The year was 2003, it was a Thursday, you picked up your phone, likely your landline, and dialed 243-5311. If it was before 3pm, Jimmy or Bob probably answered. Lucky for you there were still a few spots left for the 7 p.m. Saturday night reservation you’d hoped to secure.
The Feedlot in Atlantic was the place to go for, well everything. A night out with your family, a birthday celebration, your regular weekly friends group dinner (I’m looking at you Thursday night Audubon crew), your daughter’s wedding rehearsal dinner, or your work’s Christmas party - they could handle it all. Correction - they mastered it all.
At the age of 18 years old Bart Peppers snagged his first bartending job and that decision would come to be a blessing to thousands of people over the past 35 years. This weekend ends the long-standing era of enjoying the most delicious prime rib, steak, broasted chicken, pasta, and well really anything prepared by the hands and heart of Bart and Beth Peppers and their staff.
With a full weekend staff of approximately 10-12 people they worked tirelessly to build a business that ran like a well-oiled machine, all while raising kids, contributing to their community, and offering first jobs to a handful of teenagers, including myself and all my siblings.

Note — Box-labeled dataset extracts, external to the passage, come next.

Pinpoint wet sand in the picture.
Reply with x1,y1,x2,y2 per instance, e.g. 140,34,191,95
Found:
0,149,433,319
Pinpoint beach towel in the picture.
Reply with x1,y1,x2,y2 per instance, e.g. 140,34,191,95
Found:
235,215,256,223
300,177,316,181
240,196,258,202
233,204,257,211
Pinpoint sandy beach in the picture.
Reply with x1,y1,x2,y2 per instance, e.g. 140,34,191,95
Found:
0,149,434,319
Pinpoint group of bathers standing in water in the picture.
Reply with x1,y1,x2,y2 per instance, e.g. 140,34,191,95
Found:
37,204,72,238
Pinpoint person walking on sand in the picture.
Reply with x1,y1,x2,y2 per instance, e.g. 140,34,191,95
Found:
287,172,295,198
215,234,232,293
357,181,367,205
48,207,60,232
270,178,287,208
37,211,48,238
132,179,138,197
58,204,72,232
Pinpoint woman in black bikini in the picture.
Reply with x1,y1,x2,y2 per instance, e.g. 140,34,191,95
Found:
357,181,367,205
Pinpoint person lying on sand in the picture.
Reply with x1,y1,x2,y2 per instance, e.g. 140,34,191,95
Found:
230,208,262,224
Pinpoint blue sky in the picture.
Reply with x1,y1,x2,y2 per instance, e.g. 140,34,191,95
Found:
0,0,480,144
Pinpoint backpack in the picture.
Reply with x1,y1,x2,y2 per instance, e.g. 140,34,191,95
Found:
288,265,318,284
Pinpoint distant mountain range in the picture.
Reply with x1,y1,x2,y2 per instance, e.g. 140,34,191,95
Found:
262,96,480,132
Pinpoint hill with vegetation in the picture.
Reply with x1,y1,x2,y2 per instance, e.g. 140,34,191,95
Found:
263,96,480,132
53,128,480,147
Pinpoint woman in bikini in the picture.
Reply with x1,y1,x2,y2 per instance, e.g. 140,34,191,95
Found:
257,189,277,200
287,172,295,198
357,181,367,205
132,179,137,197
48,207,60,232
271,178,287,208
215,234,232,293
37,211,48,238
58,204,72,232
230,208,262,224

It’s where I learned that the hostess of a steakhouse has one of the hardest jobs in the entire place, and if you think that’s wrong you’ve never been a hostess. It’s where my siblings, myself and many others learned that what you do as a job is important, but who you work for - that’s what makes or breaks it all. Bart and Beth were top notch employers. Not only did we all learn the ins and outs of solid restaurant work, including how to perfectly pour a tap beer (adding green olives of course), how to prepare for a party of 4 or a party of 40, but also how to deal with those among us that tend to be slightly difficult out in public, without ruining the experiencing for those of us who know how to be nice!
Life skills were taught and weaved throughout work skills and a friendship of chosen family was the product of it all.
The Feedlot came to Atlantic in 1995. For 18 years it sat on the East side of town, welcoming hundreds of patrons a week. In 2013 Bart and Beth sold the business and building to Jacob Weitzel and The Feedlot became Weitzel's overnight. The Feedlot restaurant experience is one often talked about with longing and fondness from so many.
After a brief pause in restaurant ownership, Bart and Beth were approached by Terri and Mike Thielen inquiring if they’d be interested in taking over Big T’s in Brayton. Out of that conversation The Barn Burner emerged. Most of us call it The Feedlot 2.0, because it is a slightly condensed version of the menu and an equally as stellar experience that’d we’d come to be so fond of. Pick any given night and The Barn Burner is bustling with locals and those traveling for a taste of the ever-famous onion rings and homemade ranch!
In preparation for this article, I had a chance to talk with Bart and Beth’s girls. Bart and Beth are humble and kind and didn’t want a lot of fuss over the ending of this major chapter in their life. But it feels too special, they are too special, to let them just ride off into the sunset.
Bart and Beth’s girls reiterated how much they wanted to say thank you. “Thank you for the endless hours working tirelessly while supporting all 5 of us kids. They made my life a walking breeze when they might have felt like they were walking on thin ice. To wrap it up altogether I’m just very thankful for every little thing they’ve done for me that might go unnoticed” says youngest daughter Sophia.
Daughter Maddy shares, “They've been doing it for so long, I'm ready for them to have a little normalcy. Especially with my brother being engaged and hopefully grandkids soon! We've been so lucky to be a part of it and we're also still pretty lucky because they can cook for us whenever!” Can’t say I’m not jealous of that fact!!
Their oldest daughter and child Courtney shares a sentiment I think we can all get behind, sad as we might be, “Enjoy your new found freedom!”
And to that we say, “CHEERS! Cheers to all you’ve accomplished. Cheers to serving thousands over the years. Cheers to a job well done! Enjoy this next chapter in your life. You more than deserve it. Who knows, maybe now you’ll have time to play some more scrabble! To Bart and Beth!!”
This weekend boasts the final days The Barn Burner is open to the public.